Give a hungry man a rod – not a fish!

Proverb

I received an email from Marina who was my client for three years:

– Rimma, I’m pregnant! I’m so grateful to you every day of my life!

I rejoiced when I read this: yay-yay-yay! At last! I knew it would happen! But then I remembered that Marina left her husband two weeks ago. I tapped on the keyboard excitedly:

– Marina, but who is the father? – and then I remembered I had forgotten to congratulate her, I wrote hurriedly: – I’m so happy for you anyway, congratulations!

– Thanks. It’s my husband. I try to keep it a secret. I had stopped myself from writing to you three times, but then I did it anyway.

Of course one wants to share their joy. I also feel tempted to boast that I was part of this miracle. My bad, I know this is not the right thing to do. We, psychotherapists, create conditions so that the client could increase the level of their consciousness, but nothing is guaranteed. It’s their work, their choice, their life, not ours. However, when my clients have breakthroughs like this – this is my reward for the contribution I made. I rejoice together with Marina and I recall what happened three years ago.

It was the first day of personal-growth workshop. Participants introduce themselves and told whatever they thought fit about themselves to the group. Marina was thirty-four, styled, red-headed, she told about her achievements and then she stopped abruptly when she came to the issue of being a mom, her face turned red. Her husband and her had been married for more than ten years, but couldn’t have a baby. To my question: “What stands in the way?” Marina snaped at me with her brown eyes wide open:

– Why? Should I go into medical stuff?!

I’m not surprised by this kind of reaction, it’s rather typical. Our people go in therapy when all traditional ways of solving the problem didn’t work. They wasted a lot of their time, felt a lot of pain and suffered a lot, spent a lot of money. My question takes them back to square one where they started, so it is viewed as being arrogant and they feel irritated and even angry.

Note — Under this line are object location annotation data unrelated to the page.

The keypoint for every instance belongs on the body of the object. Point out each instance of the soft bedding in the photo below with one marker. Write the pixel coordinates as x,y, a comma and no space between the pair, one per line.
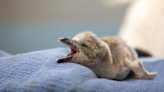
38,72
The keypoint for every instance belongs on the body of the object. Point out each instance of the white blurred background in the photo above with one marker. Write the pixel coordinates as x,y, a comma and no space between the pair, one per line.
30,25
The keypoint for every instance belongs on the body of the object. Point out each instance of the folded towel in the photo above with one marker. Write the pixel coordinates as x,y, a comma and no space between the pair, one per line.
38,72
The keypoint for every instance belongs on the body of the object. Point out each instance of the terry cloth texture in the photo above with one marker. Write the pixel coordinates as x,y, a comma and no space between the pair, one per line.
38,72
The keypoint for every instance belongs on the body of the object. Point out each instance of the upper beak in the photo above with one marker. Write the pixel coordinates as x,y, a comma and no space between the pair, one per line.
70,43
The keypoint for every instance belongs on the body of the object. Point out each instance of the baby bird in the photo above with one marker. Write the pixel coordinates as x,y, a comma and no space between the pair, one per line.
108,57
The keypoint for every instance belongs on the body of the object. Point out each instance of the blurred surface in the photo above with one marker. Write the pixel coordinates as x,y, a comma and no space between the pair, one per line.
31,25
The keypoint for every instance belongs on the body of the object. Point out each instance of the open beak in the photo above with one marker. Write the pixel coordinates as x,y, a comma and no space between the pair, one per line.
73,45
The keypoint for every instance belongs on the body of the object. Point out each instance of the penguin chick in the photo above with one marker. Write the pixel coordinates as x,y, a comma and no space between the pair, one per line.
108,57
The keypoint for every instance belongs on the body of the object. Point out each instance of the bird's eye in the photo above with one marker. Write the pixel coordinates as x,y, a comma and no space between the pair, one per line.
84,45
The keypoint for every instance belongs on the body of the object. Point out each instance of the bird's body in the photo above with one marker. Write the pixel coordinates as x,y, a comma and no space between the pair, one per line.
108,57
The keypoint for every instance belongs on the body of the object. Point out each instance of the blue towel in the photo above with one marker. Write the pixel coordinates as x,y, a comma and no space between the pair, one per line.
38,72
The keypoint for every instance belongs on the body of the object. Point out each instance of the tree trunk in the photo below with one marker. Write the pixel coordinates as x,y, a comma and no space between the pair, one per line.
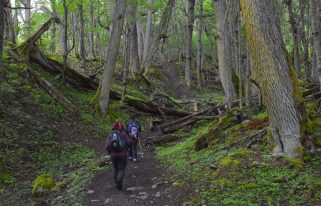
27,4
316,31
133,57
140,33
91,39
189,36
112,54
1,29
224,51
199,62
294,30
271,73
54,28
148,30
159,34
82,37
65,38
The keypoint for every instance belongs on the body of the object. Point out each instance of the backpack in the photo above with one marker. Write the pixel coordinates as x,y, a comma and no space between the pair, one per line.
133,128
117,143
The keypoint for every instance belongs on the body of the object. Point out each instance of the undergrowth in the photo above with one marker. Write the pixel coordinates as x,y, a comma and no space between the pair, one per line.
238,176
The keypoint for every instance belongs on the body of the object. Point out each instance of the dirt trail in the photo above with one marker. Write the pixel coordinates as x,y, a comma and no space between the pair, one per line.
174,83
144,184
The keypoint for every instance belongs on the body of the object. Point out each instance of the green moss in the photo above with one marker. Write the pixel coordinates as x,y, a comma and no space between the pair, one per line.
7,178
242,153
44,181
248,186
228,162
60,185
297,164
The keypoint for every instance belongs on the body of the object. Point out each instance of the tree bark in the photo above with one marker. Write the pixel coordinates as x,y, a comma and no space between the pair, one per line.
159,34
27,4
294,30
1,29
82,37
188,47
148,30
224,51
133,57
271,73
199,62
140,33
112,55
91,39
54,28
316,32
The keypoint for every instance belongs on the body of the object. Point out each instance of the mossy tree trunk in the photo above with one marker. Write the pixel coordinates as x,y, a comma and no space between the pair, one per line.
112,54
188,47
271,73
82,37
224,51
1,29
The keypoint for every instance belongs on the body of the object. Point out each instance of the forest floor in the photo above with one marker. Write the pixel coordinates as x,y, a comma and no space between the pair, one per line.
146,183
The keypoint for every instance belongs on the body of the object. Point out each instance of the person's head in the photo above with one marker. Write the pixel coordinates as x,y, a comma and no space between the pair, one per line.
118,125
133,116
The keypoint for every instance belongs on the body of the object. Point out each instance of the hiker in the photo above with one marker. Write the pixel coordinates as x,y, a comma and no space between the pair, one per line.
133,129
117,143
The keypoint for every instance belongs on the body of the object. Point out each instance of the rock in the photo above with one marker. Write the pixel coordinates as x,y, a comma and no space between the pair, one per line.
90,192
143,197
154,186
107,201
157,194
134,189
213,167
143,193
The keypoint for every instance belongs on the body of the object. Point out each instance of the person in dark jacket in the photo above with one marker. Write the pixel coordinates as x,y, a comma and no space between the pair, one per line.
133,130
118,158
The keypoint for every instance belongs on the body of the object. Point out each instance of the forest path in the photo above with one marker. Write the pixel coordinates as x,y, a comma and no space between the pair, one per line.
145,183
174,82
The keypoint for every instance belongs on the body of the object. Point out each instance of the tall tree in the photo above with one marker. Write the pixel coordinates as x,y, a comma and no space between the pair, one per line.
91,38
316,31
1,28
27,4
189,35
133,56
271,73
294,31
148,30
82,36
112,54
224,50
54,28
199,58
160,33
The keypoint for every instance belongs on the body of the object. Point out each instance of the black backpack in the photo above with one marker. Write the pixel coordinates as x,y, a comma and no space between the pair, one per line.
117,143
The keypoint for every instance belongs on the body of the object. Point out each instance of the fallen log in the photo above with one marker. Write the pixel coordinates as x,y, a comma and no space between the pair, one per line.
34,55
51,90
162,139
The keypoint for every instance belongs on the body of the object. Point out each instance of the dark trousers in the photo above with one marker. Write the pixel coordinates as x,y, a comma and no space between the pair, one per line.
133,150
119,163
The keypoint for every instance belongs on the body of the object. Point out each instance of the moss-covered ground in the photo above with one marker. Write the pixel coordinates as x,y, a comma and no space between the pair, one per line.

Difference between patient and client

People are so dependent on doctors, medical research, vaccines, and their faith in pharmaceuticals; and so afraid to take responsibility for their own lives.

Tatyana Demidova

Why do I think the medical approach doesn’t always work? For starters, when dealing with doctors, a woman is called a patient. The word patient comes from Latin ( patiens – one who has to be patient, to suffer) meaning a person undergoing medical observation or some kind of treatment because of some disease. Apart from the emotional component (suffering) the word patient has another one, and this is a person being passive, treated like an object. This way a person is supposed to wait while someone does something to change the situation.